PARECE QUE fue ayer y han pasado casi 30 años desde aquel primer viaje. Hemos volado hasta Halifax, en la costa atlántica de Canadá, para subir de nuevo a uno de los trenes más famosos del mundo: el Transcanadiense, que recorre 6.000 kilómetros desde el Atlántico hasta el Pacífico. O lo que es lo mismo, de Halifax a Vancouver.
La web de ferrocarriles canadiense (www.viarail.ca) es una invitación a viajar y a soñar. La estación de Halifax es un hervidero de gente que aguarda la salida del tren. El viento trae un aire a pescado recién capturado en estas costas de Nueva Escocia. El tren se pone en marcha y, poco a poco, la torre de la Ciudadela de Halifax queda atrás.
Uno de los camareros del coche-restaurante, con acento paquistaní, nos recomienda que no alejemos la vista de la ventanilla porque el paisaje es sorprendente. Mientras miramos, una suculenta cena con buena carne y un pastel de zanahoria ayudan a digerir el atardecer.
Vida cotidiana a bordo
Comienzan los paisajes dramáticos en cada curva del recorrido. Las Montañas Apalaches no pasan inadvertidas. Después de rodear la frontera de Estados Unidos, el tren encara la ribera del río San Lorenzo.
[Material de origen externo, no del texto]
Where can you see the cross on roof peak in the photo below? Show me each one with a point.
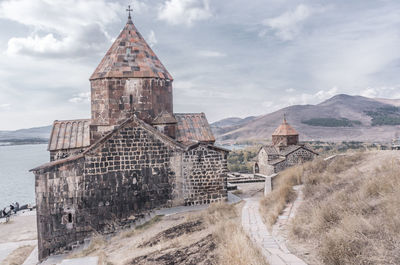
(129, 11)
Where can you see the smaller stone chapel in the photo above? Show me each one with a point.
(285, 151)
(132, 156)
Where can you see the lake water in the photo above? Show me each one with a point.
(17, 184)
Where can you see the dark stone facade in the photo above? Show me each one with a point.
(131, 171)
(132, 156)
(284, 152)
(115, 99)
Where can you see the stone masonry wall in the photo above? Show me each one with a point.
(262, 162)
(113, 99)
(205, 172)
(299, 156)
(131, 173)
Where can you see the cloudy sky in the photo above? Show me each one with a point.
(228, 57)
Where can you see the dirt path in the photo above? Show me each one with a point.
(272, 248)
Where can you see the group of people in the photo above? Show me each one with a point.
(7, 211)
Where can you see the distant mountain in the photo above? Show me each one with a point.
(340, 118)
(37, 134)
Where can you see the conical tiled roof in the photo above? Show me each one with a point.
(285, 129)
(130, 56)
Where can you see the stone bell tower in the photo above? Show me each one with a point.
(130, 79)
(285, 135)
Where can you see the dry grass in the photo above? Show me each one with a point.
(234, 247)
(352, 216)
(18, 256)
(311, 174)
(220, 222)
(274, 203)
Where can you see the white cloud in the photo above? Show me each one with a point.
(151, 38)
(185, 12)
(290, 90)
(69, 27)
(80, 98)
(5, 106)
(212, 54)
(288, 25)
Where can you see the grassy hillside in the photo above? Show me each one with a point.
(340, 118)
(211, 236)
(351, 209)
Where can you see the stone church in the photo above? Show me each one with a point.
(133, 155)
(285, 151)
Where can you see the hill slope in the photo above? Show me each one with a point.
(340, 118)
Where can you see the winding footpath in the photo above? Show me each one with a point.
(272, 247)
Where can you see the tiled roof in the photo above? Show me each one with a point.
(164, 118)
(69, 134)
(193, 127)
(130, 56)
(270, 150)
(292, 148)
(285, 129)
(289, 149)
(277, 161)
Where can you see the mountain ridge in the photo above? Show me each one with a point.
(358, 113)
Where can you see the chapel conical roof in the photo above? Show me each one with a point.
(130, 56)
(285, 129)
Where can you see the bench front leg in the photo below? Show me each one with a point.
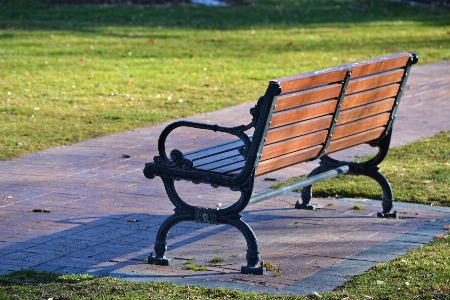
(229, 215)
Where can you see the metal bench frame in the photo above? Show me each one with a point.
(178, 167)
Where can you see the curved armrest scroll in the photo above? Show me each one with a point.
(176, 155)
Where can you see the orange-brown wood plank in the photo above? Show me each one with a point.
(294, 144)
(365, 111)
(337, 74)
(293, 158)
(307, 97)
(373, 81)
(370, 96)
(297, 129)
(302, 113)
(361, 125)
(356, 139)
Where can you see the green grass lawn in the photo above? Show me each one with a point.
(70, 73)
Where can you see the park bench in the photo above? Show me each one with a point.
(299, 118)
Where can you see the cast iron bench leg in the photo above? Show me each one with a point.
(229, 215)
(368, 168)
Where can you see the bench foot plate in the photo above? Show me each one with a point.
(159, 261)
(299, 205)
(389, 215)
(253, 270)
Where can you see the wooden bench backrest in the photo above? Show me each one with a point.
(314, 115)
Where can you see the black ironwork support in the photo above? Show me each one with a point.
(229, 215)
(336, 112)
(368, 168)
(413, 59)
(252, 247)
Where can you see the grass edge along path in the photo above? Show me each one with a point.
(419, 172)
(420, 274)
(74, 72)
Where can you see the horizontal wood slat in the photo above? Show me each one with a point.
(381, 64)
(205, 152)
(360, 126)
(236, 167)
(303, 113)
(370, 96)
(337, 74)
(293, 158)
(215, 157)
(294, 144)
(297, 129)
(222, 163)
(307, 97)
(370, 82)
(356, 139)
(311, 79)
(365, 111)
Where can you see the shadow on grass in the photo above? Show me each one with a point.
(35, 15)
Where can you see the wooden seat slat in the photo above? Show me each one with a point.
(360, 125)
(370, 96)
(215, 157)
(365, 111)
(373, 81)
(279, 162)
(205, 152)
(356, 139)
(307, 97)
(221, 163)
(297, 129)
(291, 145)
(303, 112)
(233, 168)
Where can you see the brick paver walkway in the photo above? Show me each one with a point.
(87, 208)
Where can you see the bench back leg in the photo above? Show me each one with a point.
(368, 168)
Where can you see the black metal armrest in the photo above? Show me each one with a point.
(237, 131)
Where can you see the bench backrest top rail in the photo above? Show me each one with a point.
(321, 112)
Apenas describe ninguna pirueta, si acaso un monte por aquí, un pequeño lago por allá y el gran río se convierte en la vía de comunicación natural a través de la cual se creó la América del Norte. El tren avanza tranquilamente, devorando kilómetro tras kilómetro y sin darnos cuenta entramos en Québec. Las 20 horas de viaje son un buen entrenamiento para sentir la vida cotidiana de un tren del siglo XXI. El vagón ha ganado en comodidad, pero ha perdido en carisma.
Es ésta una región francoparlante, mucho más cercana a Europa que los territorios que hemos dejado atrás. En la oscuridad de la noche, la iluminación del Chateau de Frontenac hace imaginar la belleza de esta ciudad. Una simple silueta sirve para recordar sus casas bajas, sus tejados de pizarra y sus restaurantes con nombres y productos evocadores de Borgoña o Normandía.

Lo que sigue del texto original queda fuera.